A mediação no centro dos conflitos ambientais

Daniel Secches e Camila Linhares*

Quando se fala em danos ambientais, é natural que a ideia remeta a desastres de grande proporção, como rompimento de barragens, destruição de uma área de preservação, contaminação de rios e até de parte do oceano, desmatamento de grandes áreas florestais, etc. Tragédias assim atraem o interesse da mídia na mesma velocidade com que dizimam vidas presentes pelo caminho. São casos, portanto, que em tese já têm apelo suficiente para provocar na sociedade um debate público a respeito da maneira com que o homem trata o meio ambiente.

Mas nem todo dano ambiental é necessariamente de grande proporção, o que também não tira sua relevância. O impacto que uma indústria é capaz de provocar numa pequena comunidade – ainda que seja um vilarejo, por exemplo – causa, no mínimo, conflitos que afetam aquela população. E apesar de não oferecer a mesma visibilidade de outros eventos ambientais, também merecem uma reflexão e um cuidado com as pessoas afetadas. Muitas vezes, isso só ocorre depois de alguns anos de disputas judiciais entre vítimas e empresas responsáveis pelo desastre.

É o caso dos rompimentos das barragens de mineração em Mariana, em 2015, e em Brumadinho, há quatro anos, que resultaram na contaminação da água do Rio Doce e de afluentes, afetando dezenas de municípios de Minas Gerais e do Espírito Santo. Mas nem sempre essa responsabilização é tangível. É o caso da tragédia que ainda assola o Rio Grande do Sul, onde os eventos climáticos tiveram participação direta nas cheias.

Faz sentido, então, falar de mediação de conflitos quando não há uma pessoa jurídica que responda pela catástrofe? Não apenas faz, como podemos reforçar que a mediação pode ter papel central na recuperação da vida daquelas pessoas. A solução consensual, na esfera ambiental, serve para reparar não apenas os danos ecológicos ou às vítimas, mas também para prevenir contra outros transtornos semelhantes no futuro e ainda para viabilizar soluções que assegurem a proteção ambiental.

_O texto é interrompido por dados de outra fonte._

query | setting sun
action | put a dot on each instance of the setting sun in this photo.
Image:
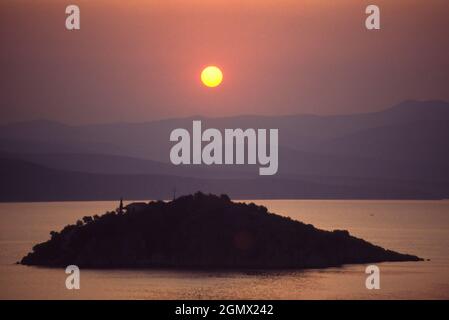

Essa prerrogativa é contemplada pela Lei de Mediação, como é chamada a lei 13.140/15, que estende seus braços de atuação não somente em circunstâncias entre particulares como também nas searas que dizem respeito ao direito coletivo, ou seja, aos casos que despertam o interesse social. Este campo também envolve os conflitos que têm o direito ambiental como pano de fundo.

No caso do Rio Grande do Sul, a mediação tende a ser objeto semelhante ao que representou após as tragédias em Minas. Muitas famílias que viviam em localidades inapropriadas precisarão ser reassentadas em novas localidades. Isso inevitavelmente vai impactar na urbanização de diversas cidades e trará efeitos diretos sobre o funcionamento de prédios e patrimônios públicos. Escolas e postos de saúde também poderão ter de migrar para outros pontos. Alguns municípios e vilarejos terão de ser quase que integralmente reconstruídos, numa perspectiva bem diferente do que foi antes da tragédia.

Mas essas decisões não devem ser impostas. A população é vítima da tragédia ambiental; não cúmplice. Por isso, será necessário ter um diálogo bastante humanizado com todas elas, para que qualquer decisão seja minimamente traumática – até mais do que já foi. O caminho mais adequado a se tomar pelo poder público é aproximar-se das pessoas e buscar soluções que sejam construídas entre as diferentes partes afetadas. Judicialmente, isso será moroso, desgastante e insatisfatório para algum dos lados.

O papel dos mecanismos extrajudiciais vão, portanto, além de tomadas de decisões de cima para baixo. O ideal é que haja uma união de forças, uma sintonia por meio da qual todos sejam co-construtores de um futuro ainda incerto para o povo do Rio Grande do Sul. Mais uma vez, é necessário ressaltar o quanto a mediação coloca todos os seus atores como protagonistas. E, juntos, todos ganham um mesmo poder de ter voz. Este é um alento em meio à tragédia. A história mostra que os gaúchos sabem muito bem encontrar novas direções quando se unem.